So yesteraday I executed all the day trades I am allowed to do since my account has less than $25,000 in equity. I also read on the SEC website than you can day trade only if the amount of day trades is 6% or less of the total trading activity. I asked IB about that and they said that they don't care about the 6%. That they have imposed stricter rules... I think that doesn't make any sense... Do you think its because they trully want to impose stricter rules or because they don't wanna program the algorithm that would prevent users to incurr in PDT? Thank you
Ditto on protecting your account. IB's attitude is that they would rather not screw around with small accounts, but if they're going to offer them at all, then they want them to not suffer from undercapitalization. After almost 4 decades in the business, I respect IB's approach as both practical and moral. That's nothing, though. Wait til you see what happens to your margin requirements in the middle of a crash. In the '87 crash the regulators raised shorting requirements from $10K to $100K overnight. In the middle of a huge drop, Wall St. most certainly does not want you participating on the short side. Undercapitalization is the bane of all businesses, and trading is definitely a business.
'In the middle of a huge drop, Wall St. most certainly does not want you participating on the short side." of course wall street wants to keep all the profits to themselves.

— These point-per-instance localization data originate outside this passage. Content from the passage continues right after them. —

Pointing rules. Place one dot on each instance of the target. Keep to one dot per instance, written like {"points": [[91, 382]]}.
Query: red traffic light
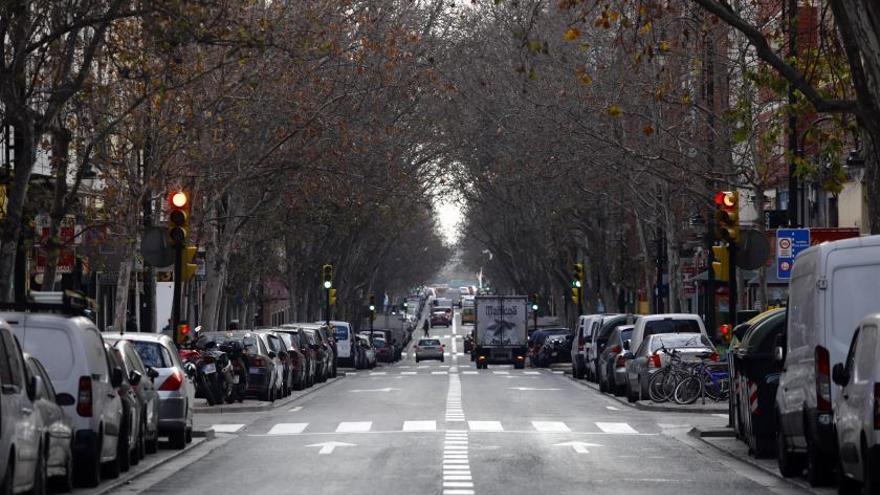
{"points": [[179, 199]]}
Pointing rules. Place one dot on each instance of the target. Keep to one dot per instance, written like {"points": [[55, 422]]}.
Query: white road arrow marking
{"points": [[329, 447], [578, 447]]}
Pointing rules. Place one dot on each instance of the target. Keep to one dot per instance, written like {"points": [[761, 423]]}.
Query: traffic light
{"points": [[178, 217], [727, 215], [721, 265], [328, 276], [578, 276]]}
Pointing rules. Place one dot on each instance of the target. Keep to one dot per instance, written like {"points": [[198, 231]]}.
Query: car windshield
{"points": [[680, 341], [153, 354]]}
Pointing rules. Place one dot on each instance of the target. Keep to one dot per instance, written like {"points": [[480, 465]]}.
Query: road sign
{"points": [[789, 242]]}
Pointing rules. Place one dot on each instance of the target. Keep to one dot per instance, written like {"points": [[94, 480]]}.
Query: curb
{"points": [[267, 406], [125, 480], [701, 435], [646, 407]]}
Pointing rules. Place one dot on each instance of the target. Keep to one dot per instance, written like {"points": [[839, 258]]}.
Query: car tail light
{"points": [[823, 379], [173, 382], [84, 397]]}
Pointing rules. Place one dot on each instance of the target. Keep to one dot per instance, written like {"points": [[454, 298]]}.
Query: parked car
{"points": [[834, 285], [72, 351], [857, 410], [600, 338], [278, 353], [369, 352], [141, 376], [429, 348], [53, 426], [612, 363], [440, 317], [127, 450], [587, 324], [756, 380], [264, 370], [176, 389], [297, 359], [647, 359], [19, 430], [536, 340]]}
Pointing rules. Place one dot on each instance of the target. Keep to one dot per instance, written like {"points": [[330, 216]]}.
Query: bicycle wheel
{"points": [[687, 390]]}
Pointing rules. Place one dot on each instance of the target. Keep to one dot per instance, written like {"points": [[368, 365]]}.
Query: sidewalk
{"points": [[250, 405]]}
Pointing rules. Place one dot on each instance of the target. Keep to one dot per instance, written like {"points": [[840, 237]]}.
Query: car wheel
{"points": [[790, 464]]}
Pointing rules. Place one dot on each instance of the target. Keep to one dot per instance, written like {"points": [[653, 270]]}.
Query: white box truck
{"points": [[500, 330]]}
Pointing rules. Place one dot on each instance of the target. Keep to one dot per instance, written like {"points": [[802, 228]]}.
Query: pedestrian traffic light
{"points": [[189, 268], [727, 215], [328, 276], [578, 275], [721, 265], [178, 217]]}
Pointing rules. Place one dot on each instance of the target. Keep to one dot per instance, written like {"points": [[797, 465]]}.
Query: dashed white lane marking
{"points": [[354, 426], [227, 428], [485, 425], [551, 426], [419, 426], [622, 428], [288, 428]]}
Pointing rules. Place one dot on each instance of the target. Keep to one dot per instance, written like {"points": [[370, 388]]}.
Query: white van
{"points": [[833, 286], [72, 351], [857, 409]]}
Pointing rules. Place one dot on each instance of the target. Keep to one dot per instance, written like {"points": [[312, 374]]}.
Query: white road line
{"points": [[354, 426], [288, 428], [419, 426], [227, 428], [485, 426], [551, 426], [622, 428]]}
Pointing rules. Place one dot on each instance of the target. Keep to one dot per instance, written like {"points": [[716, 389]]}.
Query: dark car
{"points": [[612, 363], [142, 378], [261, 366], [130, 435], [536, 340], [757, 380]]}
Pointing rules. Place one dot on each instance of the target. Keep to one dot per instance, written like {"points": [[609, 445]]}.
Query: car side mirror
{"points": [[840, 375], [116, 377], [34, 385], [135, 377]]}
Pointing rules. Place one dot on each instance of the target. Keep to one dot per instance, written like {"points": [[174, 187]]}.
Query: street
{"points": [[447, 428]]}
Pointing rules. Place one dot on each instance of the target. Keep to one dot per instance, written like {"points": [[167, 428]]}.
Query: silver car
{"points": [[176, 390], [429, 349]]}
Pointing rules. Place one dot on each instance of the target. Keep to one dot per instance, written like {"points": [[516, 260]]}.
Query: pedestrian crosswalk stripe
{"points": [[227, 428], [551, 426], [485, 425], [354, 426], [419, 426], [616, 428], [288, 428]]}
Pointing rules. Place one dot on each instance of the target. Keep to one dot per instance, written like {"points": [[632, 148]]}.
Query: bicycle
{"points": [[704, 382]]}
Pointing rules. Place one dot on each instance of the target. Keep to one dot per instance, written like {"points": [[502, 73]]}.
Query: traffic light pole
{"points": [[178, 289]]}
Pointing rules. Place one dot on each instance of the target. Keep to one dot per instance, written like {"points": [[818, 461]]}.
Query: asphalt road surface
{"points": [[446, 428]]}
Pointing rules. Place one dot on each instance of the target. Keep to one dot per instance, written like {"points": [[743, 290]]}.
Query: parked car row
{"points": [[79, 405], [807, 378]]}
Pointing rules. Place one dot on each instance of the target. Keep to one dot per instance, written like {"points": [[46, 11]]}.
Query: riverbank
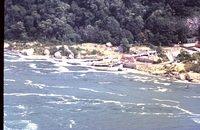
{"points": [[108, 58]]}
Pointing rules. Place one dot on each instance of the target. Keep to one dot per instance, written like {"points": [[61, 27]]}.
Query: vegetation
{"points": [[160, 22], [192, 62]]}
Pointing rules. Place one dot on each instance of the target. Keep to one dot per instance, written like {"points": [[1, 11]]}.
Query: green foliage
{"points": [[75, 21]]}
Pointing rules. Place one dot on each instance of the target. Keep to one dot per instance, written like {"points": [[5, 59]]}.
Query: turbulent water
{"points": [[45, 94]]}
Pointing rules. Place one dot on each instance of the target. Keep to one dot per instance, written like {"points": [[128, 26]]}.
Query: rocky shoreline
{"points": [[107, 58]]}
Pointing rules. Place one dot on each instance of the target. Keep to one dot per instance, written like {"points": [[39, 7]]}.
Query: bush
{"points": [[192, 67]]}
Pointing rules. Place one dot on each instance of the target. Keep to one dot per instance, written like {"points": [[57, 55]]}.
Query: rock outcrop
{"points": [[46, 52], [58, 55], [28, 52]]}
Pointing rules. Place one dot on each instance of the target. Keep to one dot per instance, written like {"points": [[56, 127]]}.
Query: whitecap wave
{"points": [[104, 82], [173, 101], [161, 89], [72, 123], [32, 65], [31, 126], [196, 120], [30, 83], [91, 90], [157, 82]]}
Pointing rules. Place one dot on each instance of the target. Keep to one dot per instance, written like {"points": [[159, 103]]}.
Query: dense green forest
{"points": [[160, 22]]}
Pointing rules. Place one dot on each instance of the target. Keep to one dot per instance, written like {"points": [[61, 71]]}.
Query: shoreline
{"points": [[89, 61]]}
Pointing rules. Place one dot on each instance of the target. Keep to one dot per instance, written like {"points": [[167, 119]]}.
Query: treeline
{"points": [[160, 22]]}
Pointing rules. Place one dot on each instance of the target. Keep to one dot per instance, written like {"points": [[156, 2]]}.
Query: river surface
{"points": [[44, 94]]}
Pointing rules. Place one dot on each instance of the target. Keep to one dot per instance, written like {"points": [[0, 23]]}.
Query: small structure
{"points": [[144, 59], [28, 52]]}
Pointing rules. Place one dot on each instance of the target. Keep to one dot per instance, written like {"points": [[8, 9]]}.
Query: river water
{"points": [[44, 94]]}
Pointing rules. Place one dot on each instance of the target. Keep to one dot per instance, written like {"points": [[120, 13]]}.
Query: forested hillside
{"points": [[118, 21]]}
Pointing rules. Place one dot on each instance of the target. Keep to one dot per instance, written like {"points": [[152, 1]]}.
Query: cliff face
{"points": [[136, 21]]}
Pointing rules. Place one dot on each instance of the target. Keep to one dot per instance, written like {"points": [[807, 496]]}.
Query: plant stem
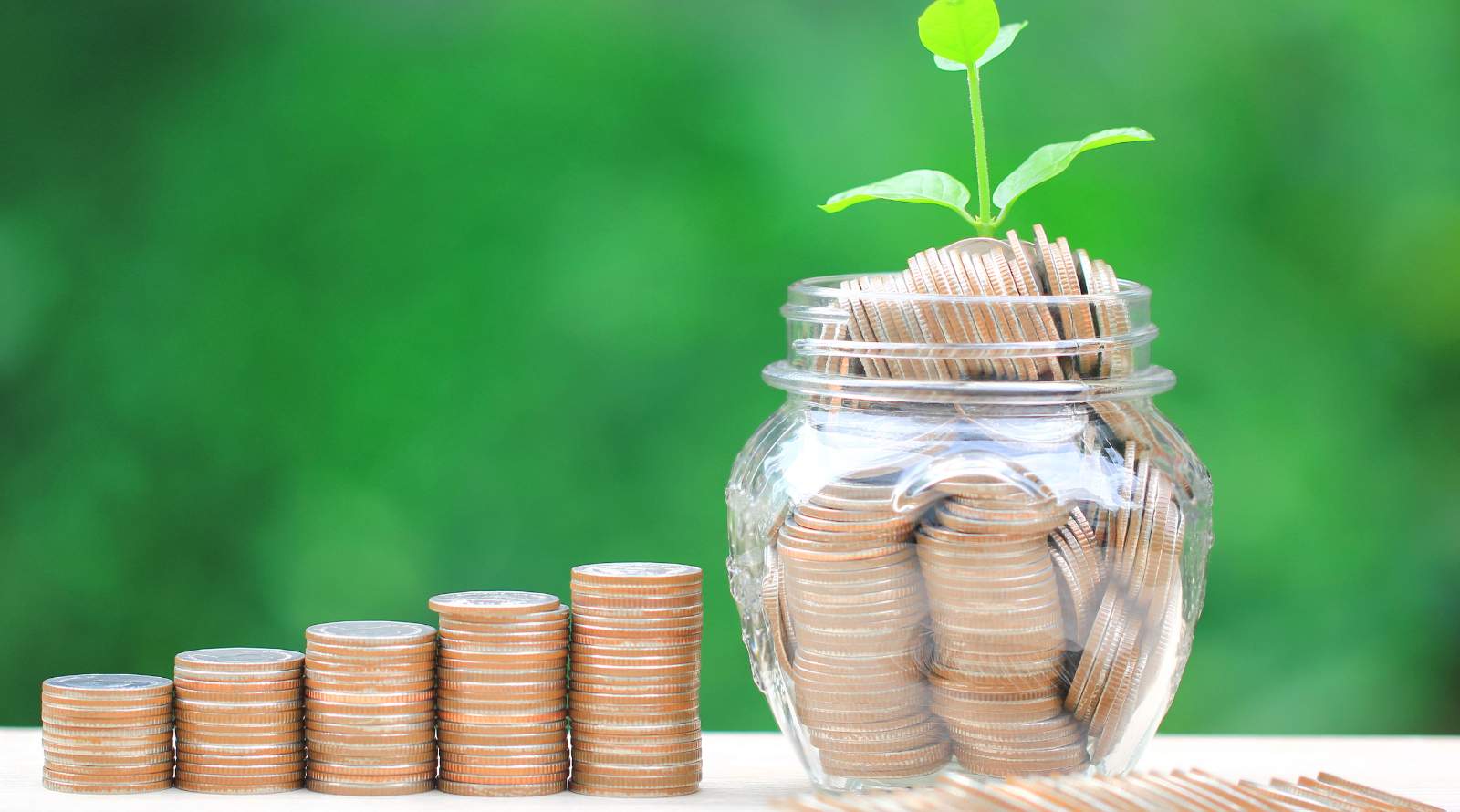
{"points": [[985, 224]]}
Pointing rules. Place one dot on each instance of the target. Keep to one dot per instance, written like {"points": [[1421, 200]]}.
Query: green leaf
{"points": [[960, 29], [1002, 43], [1050, 161], [919, 186]]}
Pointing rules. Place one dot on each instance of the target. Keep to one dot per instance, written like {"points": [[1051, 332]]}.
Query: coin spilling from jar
{"points": [[1179, 790]]}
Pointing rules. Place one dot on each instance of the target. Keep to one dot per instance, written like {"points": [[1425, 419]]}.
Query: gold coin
{"points": [[106, 789], [503, 790], [238, 789], [369, 789]]}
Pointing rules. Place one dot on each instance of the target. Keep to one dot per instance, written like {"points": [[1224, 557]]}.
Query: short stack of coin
{"points": [[503, 692], [859, 612], [634, 694], [107, 734], [240, 720], [370, 707]]}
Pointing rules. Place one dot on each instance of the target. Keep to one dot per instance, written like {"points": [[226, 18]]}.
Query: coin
{"points": [[493, 603], [370, 632]]}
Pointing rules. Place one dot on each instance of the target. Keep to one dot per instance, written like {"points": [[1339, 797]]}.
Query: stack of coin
{"points": [[240, 719], [370, 707], [1138, 618], [999, 627], [107, 734], [856, 607], [1179, 790], [503, 692], [634, 694]]}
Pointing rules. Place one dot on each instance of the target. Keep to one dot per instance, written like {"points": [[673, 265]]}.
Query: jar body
{"points": [[1004, 586]]}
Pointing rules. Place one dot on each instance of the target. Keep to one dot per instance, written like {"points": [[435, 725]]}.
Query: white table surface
{"points": [[749, 770]]}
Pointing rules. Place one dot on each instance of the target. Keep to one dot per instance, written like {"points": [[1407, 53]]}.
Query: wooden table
{"points": [[748, 770]]}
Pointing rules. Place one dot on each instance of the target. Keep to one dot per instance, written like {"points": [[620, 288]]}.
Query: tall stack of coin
{"points": [[503, 692], [370, 707], [240, 720], [107, 732], [634, 697], [858, 609], [999, 627]]}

That happened with me, too. Took months and about 5 requests to get someone at IB to send me the form to fill out to change me to non-PDT status so I could continue trading. But as others have pointed out, IB may not want to spend much time on small accounts. The PDT rules allow the broker the flexibility to label you a PDT just because they have "reason to believe" you are one. Your trading doesn't need to fit any formula for them to do this.